O FCA, para que o leitor possa bem se situar, foi criado pela Medida Provisória 809/2017, posteriormente convertida na Lei 13.668/2018, com a finalidade de apoiar a implantação e manutenção das Unidades de Conservação (UCs) no Brasil. A origem do FCA está enraizada na Lei nº 9.985, de 18 de julho de 2000, que regulamenta o Sistema Nacional de Unidades de Conservação da Natureza (Snuc) e está alinhada, de modo simétrico, com os preceitos do art. 225, § 1o, incisos I, II, III e VII da Constituição.

A Magna Carta, em seu artigo 225, aliás, estabelece que “todos têm direito ao meio ambiente ecologicamente equilibrado e impõe ao poder público e à coletividade o dever de defendê-lo e preservá-lo para as presentes e futuras gerações”.

Especificamente, o § 1o deste artigo descreve os deveres constitucionais fundamentais do poder público em relação ao meio ambiente. Entre esses deveres estão: “preservar e restaurar os processos ecológicos essenciais e prover o manejo ecológico das espécies e ecossistemas; preservar a diversidade e a integridade do patrimônio genético do país;  fiscalizar as entidades dedicadas à pesquisa e manipulação de material genético; definir, em todas as unidades da Federação, espaços territoriais e seus componentes a serem especialmente protegidos; e proteger a fauna e a flora, vedadas as práticas que coloquem em risco sua função ecológica, provoquem a extinção de espécies ou submetam os animais à crueldade”.

Os objetivos do Snuc, de todo compatíveis com o sistema constitucional ambiental brasileiro, são: a) a preservação da diversidade biológica; b) a recuperação de áreas degradadas; c) a proteção dos recursos naturais; d) a promoção da educação ambiental. Este é composto por diversas categorias de UCs, cada uma com normas específicas para garantir a proteção e a gestão sustentável dos recursos naturais.

O Decreto nº 4.340, de 22 de agosto de 2002, regulamenta os artigos da Lei nº 9.985/2000, detalhando as disposições sobre o Snuc e estabelecendo normas para a criação, implementação e gestão das UCs, além de regular outras providências relacionadas.
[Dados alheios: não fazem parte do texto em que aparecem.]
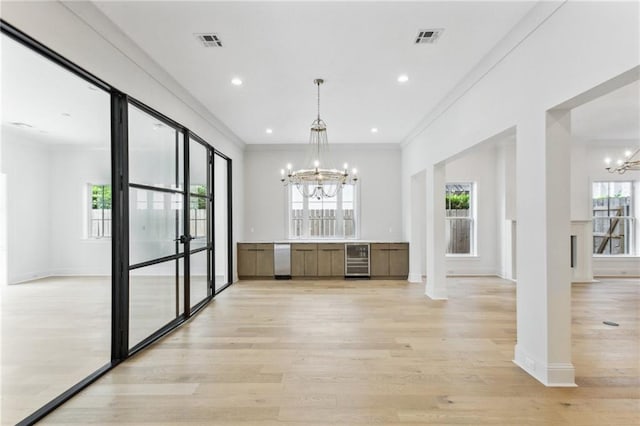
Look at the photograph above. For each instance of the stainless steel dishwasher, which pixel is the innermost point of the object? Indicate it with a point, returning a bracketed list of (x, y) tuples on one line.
[(282, 261)]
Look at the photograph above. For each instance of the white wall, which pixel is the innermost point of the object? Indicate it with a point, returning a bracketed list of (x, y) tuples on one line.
[(379, 185), (25, 162), (566, 64), (79, 32)]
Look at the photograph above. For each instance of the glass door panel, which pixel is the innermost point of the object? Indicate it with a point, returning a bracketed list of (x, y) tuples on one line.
[(155, 298), (198, 274), (220, 220), (199, 221), (156, 224), (155, 154)]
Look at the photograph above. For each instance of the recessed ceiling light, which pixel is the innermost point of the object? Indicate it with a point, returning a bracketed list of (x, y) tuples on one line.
[(20, 124)]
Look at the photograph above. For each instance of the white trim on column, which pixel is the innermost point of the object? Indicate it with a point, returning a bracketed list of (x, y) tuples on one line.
[(415, 278), (552, 374)]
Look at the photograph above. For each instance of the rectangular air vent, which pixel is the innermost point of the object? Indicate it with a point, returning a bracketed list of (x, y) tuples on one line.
[(428, 36), (209, 40)]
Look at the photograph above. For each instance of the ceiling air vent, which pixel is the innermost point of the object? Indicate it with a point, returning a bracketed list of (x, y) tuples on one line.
[(209, 40), (429, 36)]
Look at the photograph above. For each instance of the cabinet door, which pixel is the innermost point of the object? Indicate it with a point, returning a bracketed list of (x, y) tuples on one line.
[(398, 260), (311, 261), (337, 261), (297, 260), (246, 260), (264, 260), (325, 256), (379, 260)]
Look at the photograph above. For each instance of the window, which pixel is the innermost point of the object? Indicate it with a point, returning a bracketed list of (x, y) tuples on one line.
[(198, 215), (613, 221), (459, 215), (323, 218), (100, 220)]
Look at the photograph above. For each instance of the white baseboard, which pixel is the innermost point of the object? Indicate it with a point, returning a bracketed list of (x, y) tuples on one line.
[(552, 374), (415, 278), (21, 278)]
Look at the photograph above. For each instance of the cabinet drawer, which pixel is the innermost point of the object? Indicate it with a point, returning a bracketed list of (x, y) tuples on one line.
[(398, 246)]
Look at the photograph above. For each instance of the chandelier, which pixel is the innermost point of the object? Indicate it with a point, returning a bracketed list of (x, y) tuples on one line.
[(320, 179), (631, 162)]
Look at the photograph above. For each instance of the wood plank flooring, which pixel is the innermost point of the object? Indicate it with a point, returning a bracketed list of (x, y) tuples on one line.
[(371, 352)]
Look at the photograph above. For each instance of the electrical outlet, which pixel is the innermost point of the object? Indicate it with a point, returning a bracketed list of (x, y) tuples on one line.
[(531, 364)]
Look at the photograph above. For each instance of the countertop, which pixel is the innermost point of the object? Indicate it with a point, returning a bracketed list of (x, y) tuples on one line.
[(323, 242)]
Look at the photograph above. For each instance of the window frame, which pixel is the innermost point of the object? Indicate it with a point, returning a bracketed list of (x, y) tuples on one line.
[(631, 218), (471, 218), (90, 219), (340, 224)]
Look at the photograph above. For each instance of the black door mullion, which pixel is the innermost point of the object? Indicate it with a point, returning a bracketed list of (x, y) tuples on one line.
[(229, 225), (177, 214), (211, 276), (187, 223), (120, 227)]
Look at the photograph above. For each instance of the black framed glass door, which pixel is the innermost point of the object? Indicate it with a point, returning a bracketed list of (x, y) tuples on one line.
[(200, 195), (157, 241)]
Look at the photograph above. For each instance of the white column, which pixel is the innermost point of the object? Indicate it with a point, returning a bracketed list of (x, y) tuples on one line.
[(543, 155), (418, 218), (436, 287)]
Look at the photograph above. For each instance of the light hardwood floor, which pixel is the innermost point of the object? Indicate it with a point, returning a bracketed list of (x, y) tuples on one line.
[(339, 352), (371, 352)]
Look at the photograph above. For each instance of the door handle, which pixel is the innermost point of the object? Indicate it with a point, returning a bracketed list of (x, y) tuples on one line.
[(182, 239)]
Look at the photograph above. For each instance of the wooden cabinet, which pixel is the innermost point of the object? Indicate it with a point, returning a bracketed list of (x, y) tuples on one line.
[(331, 260), (304, 260), (390, 260), (255, 260), (322, 260)]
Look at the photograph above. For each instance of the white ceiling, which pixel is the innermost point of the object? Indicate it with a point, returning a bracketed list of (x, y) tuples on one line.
[(612, 118), (278, 48)]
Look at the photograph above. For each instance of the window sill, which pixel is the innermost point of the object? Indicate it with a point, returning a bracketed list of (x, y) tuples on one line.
[(462, 256)]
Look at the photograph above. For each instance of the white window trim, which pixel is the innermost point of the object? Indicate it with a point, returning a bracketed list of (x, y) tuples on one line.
[(305, 216), (635, 221), (89, 210), (473, 217)]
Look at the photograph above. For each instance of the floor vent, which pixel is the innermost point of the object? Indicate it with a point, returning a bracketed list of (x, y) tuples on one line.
[(429, 36), (209, 40)]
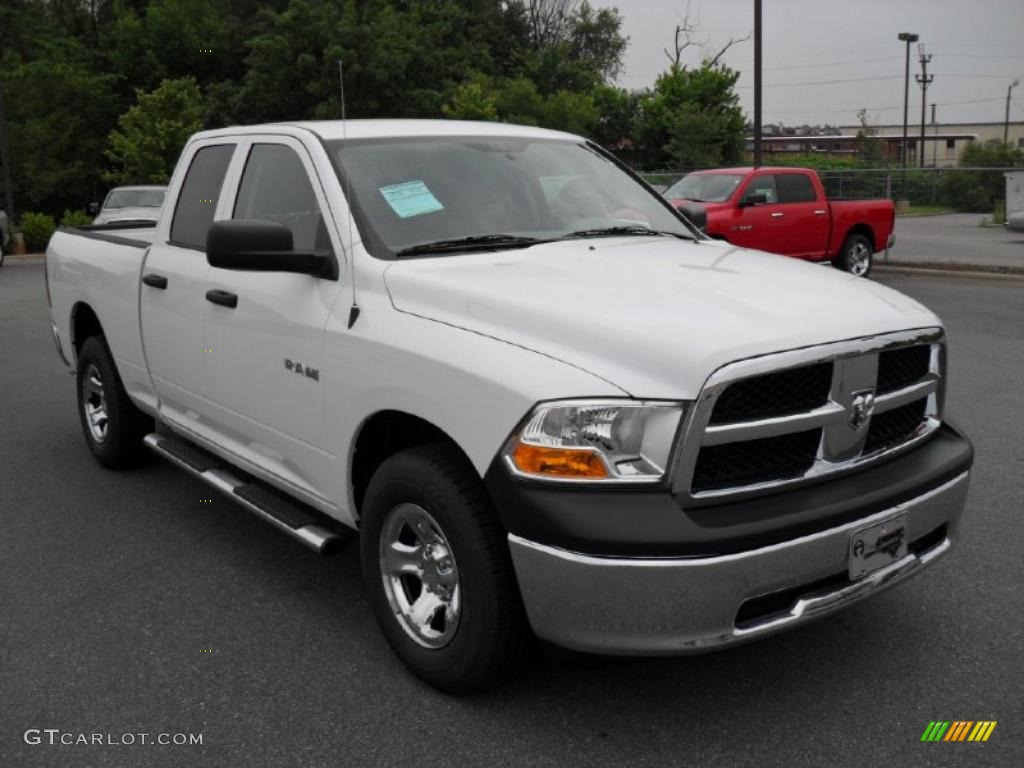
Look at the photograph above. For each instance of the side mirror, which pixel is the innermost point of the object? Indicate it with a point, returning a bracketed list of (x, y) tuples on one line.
[(264, 246), (754, 199)]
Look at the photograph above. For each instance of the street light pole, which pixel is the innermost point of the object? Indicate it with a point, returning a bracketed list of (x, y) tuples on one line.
[(924, 80), (757, 83), (907, 37), (1006, 122), (5, 161)]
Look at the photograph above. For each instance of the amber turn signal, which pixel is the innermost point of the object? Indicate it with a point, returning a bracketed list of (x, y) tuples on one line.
[(555, 462)]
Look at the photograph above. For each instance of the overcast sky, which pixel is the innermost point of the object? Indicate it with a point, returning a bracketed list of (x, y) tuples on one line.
[(977, 49)]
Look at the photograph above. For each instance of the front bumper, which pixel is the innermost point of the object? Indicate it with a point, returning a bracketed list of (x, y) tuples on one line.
[(692, 604)]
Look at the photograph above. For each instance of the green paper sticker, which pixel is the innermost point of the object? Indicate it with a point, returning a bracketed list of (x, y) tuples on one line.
[(411, 199)]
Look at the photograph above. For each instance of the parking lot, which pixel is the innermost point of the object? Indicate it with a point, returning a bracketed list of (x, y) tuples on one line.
[(956, 239), (130, 604)]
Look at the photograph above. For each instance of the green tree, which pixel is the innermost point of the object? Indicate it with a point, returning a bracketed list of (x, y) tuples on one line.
[(150, 136), (58, 112), (472, 100), (692, 119)]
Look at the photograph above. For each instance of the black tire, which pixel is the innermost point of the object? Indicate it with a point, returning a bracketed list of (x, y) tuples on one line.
[(491, 637), (123, 425), (856, 257)]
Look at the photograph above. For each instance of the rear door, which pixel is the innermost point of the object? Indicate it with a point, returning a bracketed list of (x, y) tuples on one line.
[(805, 221), (171, 303), (265, 358)]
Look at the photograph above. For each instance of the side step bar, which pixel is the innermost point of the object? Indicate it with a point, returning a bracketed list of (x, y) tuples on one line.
[(285, 514)]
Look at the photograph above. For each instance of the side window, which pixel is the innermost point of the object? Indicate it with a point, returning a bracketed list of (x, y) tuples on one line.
[(198, 199), (274, 185), (795, 187), (763, 185)]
A criação do FCA visou estabelecer um mecanismo financeiro robusto para assegurar a efetiva implementação e manutenção das UCs. Os recursos do FCA provêm de compensações ambientais pagas por empreendedores que realizam atividades com significativo impacto ambiental, conforme determinado pelos órgãos ambientais competentes.

A regulamentação do FCA está definida pela Portaria nº 1.039, de 29 de novembro de 2018, do Instituto Chico Mendes de Conservação da Biodiversidade (ICMBio). Esta portaria estabelece os critérios, políticas e diretrizes para a aplicação dos recursos do FCA, assegurando que os fundos sejam utilizados de maneira eficaz e transparente para a proteção e manutenção das UCs.

O FCA tem como principal objetivo captar recursos para apoiar a criação, a implementação, a manutenção e a consolidação das UCs. Isso inclui: a) prover os recursos necessários para a gestão das UCs, garantindo que estas áreas cumpram suas funções ecológicas e sociais; b) utilizar os recursos provenientes de empreendimentos com impacto ambiental significativo para restaurar e conservar o meio ambiente; c) promover a sustentabilidade ambiental e a regeneração de áreas degradadas, contribuindo para a biodiversidade e a integridade dos ecossistemas.

Esse mecanismo é crucial para o fortalecimento do Snuc e não visa compensar diretamente os impactos dos empreendimentos que o originaram, mas sim compensar a sociedade e o meio ambiente pelo uso autorizado de recursos naturais, conforme determinado pelos órgãos ambientais competentes, com base em estudos de impacto ambiental e respectivos relatórios. A definição do valor a ser desembolsado pelos empreendedores e de quais são as UCs beneficiárias é procedida elo órgão licenciador, considerando o grau de impacto do empreendimento e critérios técnicos específicos.

Coerente e necessária

A utilização desse fundo para a reconstrução ambiental do Rio Grande do Sul é não apenas coerente com o texto constitucional, mas necessária. As intensas chuvas que assolaram este ente federado causaram danos significativos e extraordinários às UCs, comprometendo ecossistemas vitais, nascentes de rios e áreas adjacentes aos cursos d’água. Assim, a aplicação do FCA é uma ação de alcance macro, voltada para a sustentabilidade e a regeneração ambiental do Estado como um todo.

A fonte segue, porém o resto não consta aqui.